1773-02-19, de Voltaire [François Marie Arouet] à Louis François Armand Du Plessis, duc de Richelieu.

Je me meurs pour le présent, mon héros.
Vous me direz que quand je serai mort il n’importe guères que Mlle Rocour soit fâchée ou non contre moi. Je vous répondrai qu’il importe beaucoup à ma mémoire que je ne meure pas souillé de cet oprobre. De méchantes langues ont fait courir cette histoire scandaleuse dans Paris, et ont prétendu que c’était un tour cruel que vous aviez voulu faire à cette pauvre fille, dont tout le monde est idolâtre. Je crois que dans l’ordre des petites choses rien n’est plus essential que de faire parvenir à Mlle Rocour la petite lettre que je vous ai écrite sur son compte.

Vous aurez bientôt Patras, dont je crois qu’il est très aisé de faire un acteur excellent, et de le rendre utile dans tous les genres.
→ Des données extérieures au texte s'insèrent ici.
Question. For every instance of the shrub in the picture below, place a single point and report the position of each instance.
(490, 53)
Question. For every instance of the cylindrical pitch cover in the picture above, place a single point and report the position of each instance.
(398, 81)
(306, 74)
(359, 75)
Il m’est arrivé un petit accident, c’est que je me meurs, au pied de la Lettre. On m’a fait baigner au milieu de L’hiver pour ma strangurie. Vôtre éxemple m’encourageait; mais il n’apartient pas à tout le monde d’oser vous imiter; mes deux fuseaux de jambes sont devenus gros comme des tonneaux. J’ajouterais au bel état où je suis La sottise de mourir de douleur si on jouait les loix de Minos telles que des gens de beaucoup d’esprit et de mérite les ont faittes. Je ne veux point me parer des plumes du paon, je suis un pauvre geay qui s’est toujours contenté de son plumage. Les vers de ces messieurs peuvent être fort beaux, mais ils ne sont pas de moi, je n’en veux point. Leurs beautés entièrement déplacées dépareraient trop l’ouvrage.

En un mot, je vous demand en grâce qu’on ne joue pas cette indigne rapsodie vendue par un comédien au libraire Valade. Ce Libraire a la bétise de dire qu’il ne l’a imprimée que sur la copie de Geneve et de Lausanne, et vous remarquerez qu’elle n’a paru encor ni à Lausanne, ni à Genêve. Mais ce brigandage est comme tout le reste. Dieu ait pitié de ma chère patrie qui avait autrefois une si belle réputation dans l’Europe! Tout est bien changé, et vous ne faittes que rire de cette décadence. Riez de la mienne, mais pleurez de celle de vôtre patrie. Vôtre vieux courtisan se recommande très tristement à vos bontés.